The culture of acquisitions

When I was at CA, they were pretty good at acquisition of companies. HP struggles. Look how the Compaq name/brand/image/culture/entity lives on within HP.

The comparison is perhaps unfair: CA was much smaller and more focused - software only. HP is this big sprawling giant that tries to sell everything from printers to IT consulting.

On the other hand IBM tries to do the same and I think manages to project a clearer, more unified culture and image - not much more but they do better at it. (...nowadays. They had similar challenges in the past).

William Vambenepe triggered my musing with this gem:

Two months ago, HP announced the acquisition of EDS...One month later ...“EDS Asia Pacific Standardises on BMC Software Atrium CMDB to Improve Service Delivery”.

CA was brutal. On day 1 of the acquisition, you had a job or you didn't. For those who did, the uncompromising message was "You are CA now. Here's how we do things". Over the next 3-6 months another tranche would leave when they found they didn't fit that culture. It was quick, it was clean, and it preserved a consistent cohesive culture. CA didn't do so well with later (larger) acquisitions, and they lost that culture later but not through acquisition.

Many criticised it. Me, I prefer that to six months or a year of uncertainty, wandering around after the acquisition wondering if you have a job or not.

HP needs to put its stamp on EDS and get control soon. Someone in EDS Asia isn't on board yet.


HP using BMC Atrium

I am not surprised about this, based on the fact that the introduction of Atrium might have started well before that (my guess is at least 6 months).
On the other hand HP Managed Services have used a tool based on Remedy as long as I remember. They might have changed it recently, but in 2006 it was still in place.
An investment in a service management tool is not something you should just throw away, even if it is coming from your competitor. But I agree that marketing it might not be the best idea.

Peter Lijnse

HP using Remedy

Last I heard they were still using it.

HP Managed Services (or how

HP Managed Services (or how it is called now as I still have a great mess in acronyms although working for HP already for 1,5 year) still use a tool based on Remedy, but it's constantly in the ramp-down (customers moving away from this tool) and should be completely decomissioned in about two years... Unfortunately, this tool is the best (and fastest) one from the ones I am using and many of us are crying due to being forced to use that crap (SC) by Peregrine...

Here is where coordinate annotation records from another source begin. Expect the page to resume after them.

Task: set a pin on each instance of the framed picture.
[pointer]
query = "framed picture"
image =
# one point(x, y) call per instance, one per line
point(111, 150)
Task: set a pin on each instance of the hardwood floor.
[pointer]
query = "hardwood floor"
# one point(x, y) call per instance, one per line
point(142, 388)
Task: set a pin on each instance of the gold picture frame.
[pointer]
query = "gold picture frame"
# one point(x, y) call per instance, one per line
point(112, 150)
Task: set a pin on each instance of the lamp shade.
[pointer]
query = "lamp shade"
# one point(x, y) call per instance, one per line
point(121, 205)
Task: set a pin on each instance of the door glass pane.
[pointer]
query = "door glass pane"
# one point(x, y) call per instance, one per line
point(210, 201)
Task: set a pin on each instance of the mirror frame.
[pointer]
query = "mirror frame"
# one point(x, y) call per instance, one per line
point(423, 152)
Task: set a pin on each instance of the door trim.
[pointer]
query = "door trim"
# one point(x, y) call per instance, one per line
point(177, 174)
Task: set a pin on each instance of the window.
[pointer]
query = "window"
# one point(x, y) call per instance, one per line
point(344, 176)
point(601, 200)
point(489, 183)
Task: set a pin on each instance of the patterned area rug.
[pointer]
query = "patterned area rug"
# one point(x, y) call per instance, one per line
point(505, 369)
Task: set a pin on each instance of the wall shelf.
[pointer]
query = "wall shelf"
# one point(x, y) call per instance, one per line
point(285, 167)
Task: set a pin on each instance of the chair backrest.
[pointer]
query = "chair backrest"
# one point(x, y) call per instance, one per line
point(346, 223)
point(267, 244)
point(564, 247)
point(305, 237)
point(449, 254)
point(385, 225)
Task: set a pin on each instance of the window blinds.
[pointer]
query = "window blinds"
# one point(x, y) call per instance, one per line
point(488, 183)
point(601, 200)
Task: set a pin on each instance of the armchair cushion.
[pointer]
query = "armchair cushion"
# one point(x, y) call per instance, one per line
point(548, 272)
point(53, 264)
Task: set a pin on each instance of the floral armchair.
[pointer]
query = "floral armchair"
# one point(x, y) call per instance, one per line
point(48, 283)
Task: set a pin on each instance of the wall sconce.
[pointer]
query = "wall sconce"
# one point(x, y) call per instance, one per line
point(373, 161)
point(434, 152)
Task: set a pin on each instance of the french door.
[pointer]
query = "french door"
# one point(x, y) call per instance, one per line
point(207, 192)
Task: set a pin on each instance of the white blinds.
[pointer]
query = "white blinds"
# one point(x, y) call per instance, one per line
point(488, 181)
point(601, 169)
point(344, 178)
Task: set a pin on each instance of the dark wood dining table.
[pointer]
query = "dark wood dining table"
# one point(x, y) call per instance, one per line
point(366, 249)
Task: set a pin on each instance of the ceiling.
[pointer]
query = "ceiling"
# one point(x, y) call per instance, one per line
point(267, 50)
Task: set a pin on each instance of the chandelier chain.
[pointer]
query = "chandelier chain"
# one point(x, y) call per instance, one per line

BTW, many Indian support people already changed HP in their signatures to "EDS, an HP company" (they were very fast in doing it... at our site, the variety in signatures is such large, that one would think some people are from totally different organizations (although really are from the same team) ;-) )

Compare with IBM

Since Skeptic compares HP with IBM, I suppose this is interesting.

Before HP bought Peregrine, IBM was Peregrine's best partner, selling about half of the Peregrine software. IBM Global Outsourcing had spent a great deal of time and effort to create an Asset Management offering using Peregrine AssetCenter as the centerpiece of their CMDB strategy. They had one customer on that system and had many in the pipeline.

The very week HP announced purchase of Peregrine, that was halted.

And, IBM is rapidly moving their customers from the former Peregrine products to their Tivoli/Main Control.

Just a difference in philosophy and focus, I suppose.

Cary King
Minerva Enterprises
Managing Partner

Reverse takeover of C&W by Energis

The above takeover was a sort of mindf**k. Six months previously we were told C&W was on a sound financial footing ready to take on BT. Then six months later a new CEO appeared (Energis) and told us we were on dodgy financial ground and we had better shape up or ship out.
So which version of reality do you believe? Neither. Higher management have their own version or reality and ethics which has very little to do with quality of product or fairness.
Great blog. Keep going.
Rgds Rob.

the loser in a takeover was the one who got to keep the name

There's an old saying that the loser in a takeover was the one who got to keep the name. There are those who think Compaq took over HP (in some parts of the world at least - I've seen the world map with the red and blue [can't find it on the Web: anyone?]) and it may be the same with EDS - we'll see.